Allora, che cosa possono proporre gli europei? Per scoprirlo, l’inviata di Euronews Audrey Tilve si è unita ai mille funzionari, investitori e imprenditori riunitisi a Bruxelles per il Forum Economico Unione Europea-Africa.

Durato due giorni, l’evento ha messo in contatto i principali attori dei due continenti. Tra questi, molti imprenditori alla ricerca di finanziamenti.

Un anno fa Francine Munyaneza ha creato in Ruanda un’impresa specializzata in energia solare, Munyax Eco. Sogna di produrre localmente gli scaldabagno che oggi deve importare. I problemi, però, nascono sempre sul versante del credito.

“I tassi d’interesse sono molto alti in Africa”, spiega Francine. “Non solo in Ruanda, ma un po’ dappertutto. Credo sia legato al problema del rischio e all’inflazione. Perciò, ci ritroviamo con tassi che vanno dal 18% al 19%”.

Tra le modalità di finanziamento alternative ci sono i fondi di venture capital. Quello diretto da Paul Van Aalst, SOVEC, sostiene con i suoi finanziamenti la creazione di scuole private, di centri medico-diagnostici e di alloggi.

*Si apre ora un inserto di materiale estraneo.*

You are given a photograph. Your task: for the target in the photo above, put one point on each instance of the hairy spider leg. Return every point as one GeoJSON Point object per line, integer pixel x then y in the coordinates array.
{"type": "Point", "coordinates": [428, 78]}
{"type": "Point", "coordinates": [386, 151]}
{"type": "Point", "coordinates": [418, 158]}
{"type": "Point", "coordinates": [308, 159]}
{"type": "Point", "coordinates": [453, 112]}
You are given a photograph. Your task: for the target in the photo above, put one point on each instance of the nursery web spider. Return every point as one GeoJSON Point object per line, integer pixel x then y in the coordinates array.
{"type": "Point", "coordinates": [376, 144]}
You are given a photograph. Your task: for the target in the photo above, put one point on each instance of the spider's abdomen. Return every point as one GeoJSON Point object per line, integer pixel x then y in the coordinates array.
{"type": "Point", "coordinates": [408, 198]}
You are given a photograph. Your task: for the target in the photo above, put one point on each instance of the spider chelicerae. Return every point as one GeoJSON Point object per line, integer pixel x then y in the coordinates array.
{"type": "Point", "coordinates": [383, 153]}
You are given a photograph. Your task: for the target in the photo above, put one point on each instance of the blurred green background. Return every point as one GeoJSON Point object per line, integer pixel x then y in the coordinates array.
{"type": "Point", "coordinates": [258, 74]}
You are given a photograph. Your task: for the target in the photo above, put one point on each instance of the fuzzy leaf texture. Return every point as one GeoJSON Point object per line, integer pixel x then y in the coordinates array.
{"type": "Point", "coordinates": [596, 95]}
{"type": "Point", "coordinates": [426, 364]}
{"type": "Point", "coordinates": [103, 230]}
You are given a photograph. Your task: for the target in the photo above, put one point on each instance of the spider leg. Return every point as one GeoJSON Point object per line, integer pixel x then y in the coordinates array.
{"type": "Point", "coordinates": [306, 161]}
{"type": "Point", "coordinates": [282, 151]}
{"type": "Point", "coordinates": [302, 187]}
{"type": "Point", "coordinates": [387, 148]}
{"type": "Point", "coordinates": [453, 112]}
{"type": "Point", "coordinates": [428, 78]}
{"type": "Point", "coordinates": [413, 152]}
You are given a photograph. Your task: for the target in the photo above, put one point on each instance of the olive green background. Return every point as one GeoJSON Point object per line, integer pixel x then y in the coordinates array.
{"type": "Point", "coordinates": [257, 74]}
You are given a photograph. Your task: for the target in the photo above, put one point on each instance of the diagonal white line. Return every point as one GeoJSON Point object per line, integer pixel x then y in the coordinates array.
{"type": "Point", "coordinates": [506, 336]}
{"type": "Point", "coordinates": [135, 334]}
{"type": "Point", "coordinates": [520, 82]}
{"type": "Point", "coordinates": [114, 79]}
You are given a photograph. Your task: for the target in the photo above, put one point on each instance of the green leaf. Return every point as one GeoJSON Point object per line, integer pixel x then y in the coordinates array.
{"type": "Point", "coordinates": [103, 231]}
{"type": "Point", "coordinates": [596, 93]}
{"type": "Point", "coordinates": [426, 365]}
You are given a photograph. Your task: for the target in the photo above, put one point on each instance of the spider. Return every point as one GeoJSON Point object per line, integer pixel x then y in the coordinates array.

“Portiamo la nostra esperienza nel fornire capitale per la crescita dall’Europa all’Africa, ma poi lasciamo la valutazione della sostenibilità di un’impresa ai nostri partner locali in Africa, con i quali co-investiamo”, racconta Van Aalst. “E poi sosteniamo l’imprenditore locale nello sviluppo delle competenze che servono per far crescere l’azienda”.

In un continente dove più della metà della popolazione ha meno di 20 anni, dove l’80% delle persone vivono in zone rurali, e dove mancano gli insegnanti, l’educazione è un’immensa sfida alla quale, in parte, possono rispondere le nuove tecnologie.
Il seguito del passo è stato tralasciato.